Cloud Computing: New Stuff or Legacy Revisited?

By | March 21, 2009

There’s a lot of information hitting the bitwaves touting the value of cloud computing and it seems that within the IT industry those that profess positive opinions of an emerging market during a hype cycle seem to get more attention than those with negative or pragmatic opinions on the issue. Thus, the hype cycle reinforces itself and the hype grows larger. With regard to Cloud Computing, I’ve commented before on the two leading opinion groupings–the Gray Hairs and the Newbies. The Gray Hairs look at Cloud Computing as time-sharing redux and the newbies look at it as the only way computing will be done within the next 20 years. Ho hum!

Let’s look at what is the same about Cloud Computing:

1. Outsourced hosting – IaaS, HaaS, etc. are just fancy new ways to talk about a model that has been employed for many years now. Effectively, the Cloud provides an economic way to leverage shared computing resources for an economic benefit.
2. Hosted applications – SaaS is just a new way to talk about application service provider (ASP) model, which has been in operation since the 1960’s.
3. Disaster Recovery – Even those that have built their own data centers often contract with companies that maintain the necessary hardware and operating systems to enable continuance of operations in the event of a disaster.

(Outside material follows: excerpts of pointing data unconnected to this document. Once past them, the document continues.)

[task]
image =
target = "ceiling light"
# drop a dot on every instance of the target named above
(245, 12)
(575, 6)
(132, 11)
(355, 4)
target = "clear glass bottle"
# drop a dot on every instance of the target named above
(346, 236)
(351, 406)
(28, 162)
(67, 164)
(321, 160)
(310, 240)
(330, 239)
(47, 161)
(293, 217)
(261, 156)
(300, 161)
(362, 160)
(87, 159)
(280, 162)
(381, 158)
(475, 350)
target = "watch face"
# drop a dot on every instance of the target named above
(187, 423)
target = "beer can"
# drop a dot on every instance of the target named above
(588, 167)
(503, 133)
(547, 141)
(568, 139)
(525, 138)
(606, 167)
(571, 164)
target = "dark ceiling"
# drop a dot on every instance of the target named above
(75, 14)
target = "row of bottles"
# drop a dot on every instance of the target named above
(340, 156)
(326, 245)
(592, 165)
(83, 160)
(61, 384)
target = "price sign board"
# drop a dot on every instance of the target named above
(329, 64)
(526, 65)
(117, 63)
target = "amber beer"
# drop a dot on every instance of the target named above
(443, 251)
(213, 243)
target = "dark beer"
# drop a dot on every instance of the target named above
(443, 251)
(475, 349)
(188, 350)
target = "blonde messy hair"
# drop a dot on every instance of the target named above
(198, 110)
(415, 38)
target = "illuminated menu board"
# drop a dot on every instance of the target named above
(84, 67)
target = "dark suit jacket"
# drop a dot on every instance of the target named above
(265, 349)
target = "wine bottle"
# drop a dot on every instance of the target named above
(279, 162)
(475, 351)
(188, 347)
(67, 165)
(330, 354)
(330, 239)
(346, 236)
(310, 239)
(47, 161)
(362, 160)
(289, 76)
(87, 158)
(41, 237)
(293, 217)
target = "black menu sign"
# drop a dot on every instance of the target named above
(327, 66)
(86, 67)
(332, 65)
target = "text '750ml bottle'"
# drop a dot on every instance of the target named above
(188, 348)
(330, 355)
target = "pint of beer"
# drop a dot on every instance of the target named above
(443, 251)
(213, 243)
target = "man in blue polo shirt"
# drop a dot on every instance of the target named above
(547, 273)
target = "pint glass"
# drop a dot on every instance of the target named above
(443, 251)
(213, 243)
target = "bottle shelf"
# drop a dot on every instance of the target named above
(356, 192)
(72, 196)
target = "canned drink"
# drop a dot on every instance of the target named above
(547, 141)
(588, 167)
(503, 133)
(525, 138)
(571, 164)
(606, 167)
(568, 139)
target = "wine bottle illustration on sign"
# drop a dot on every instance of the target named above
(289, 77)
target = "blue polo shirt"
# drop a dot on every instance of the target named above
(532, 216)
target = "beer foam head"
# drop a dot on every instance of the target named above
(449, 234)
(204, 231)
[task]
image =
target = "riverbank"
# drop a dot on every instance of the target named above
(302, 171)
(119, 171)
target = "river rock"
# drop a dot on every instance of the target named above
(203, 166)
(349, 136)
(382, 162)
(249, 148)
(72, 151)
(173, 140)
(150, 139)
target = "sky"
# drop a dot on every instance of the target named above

Now, let’s look at what’s new about Cloud Computing

1. Scale – due to the massive reduction in the costs of memory, storage and CPU, we can now offer unprecedented linear scaling.
2. New distributed computing architectures – projects like MapReduce and Hadoop leverage our ability to scale linearly and turn it into an ability to scale exponentially. Linear scale still suffers from an inability to have a 1:1 mapping between storage and memory, thus the speed to read a gigabyte of information limits many of the scaling benefits. Architectures like Hadoop and MapReduce parallelize the access to the data across multiple processors and multiple data stores dramatically reducing this limitation.
3. Virtualization – the ability to leverage a single machine architecture to host multiple operating systems changes the DR costs significantly. In many cases open systems DR costs can be cut by a 1/3 of what they costs prior to mainstream inexpensive virtualization and the development of the hypervisor.
4. Metering – in IT has typically driven by transactions or fixed fees, but, the Cloud treats resource usage like telecommunications industry treats data and voice by billing based on usage, which allows for more affordable pricing models

So, Cloud Computing takes advantage of some of the advances made in computing and combines it with ideas and business models that have been working for the past forty years.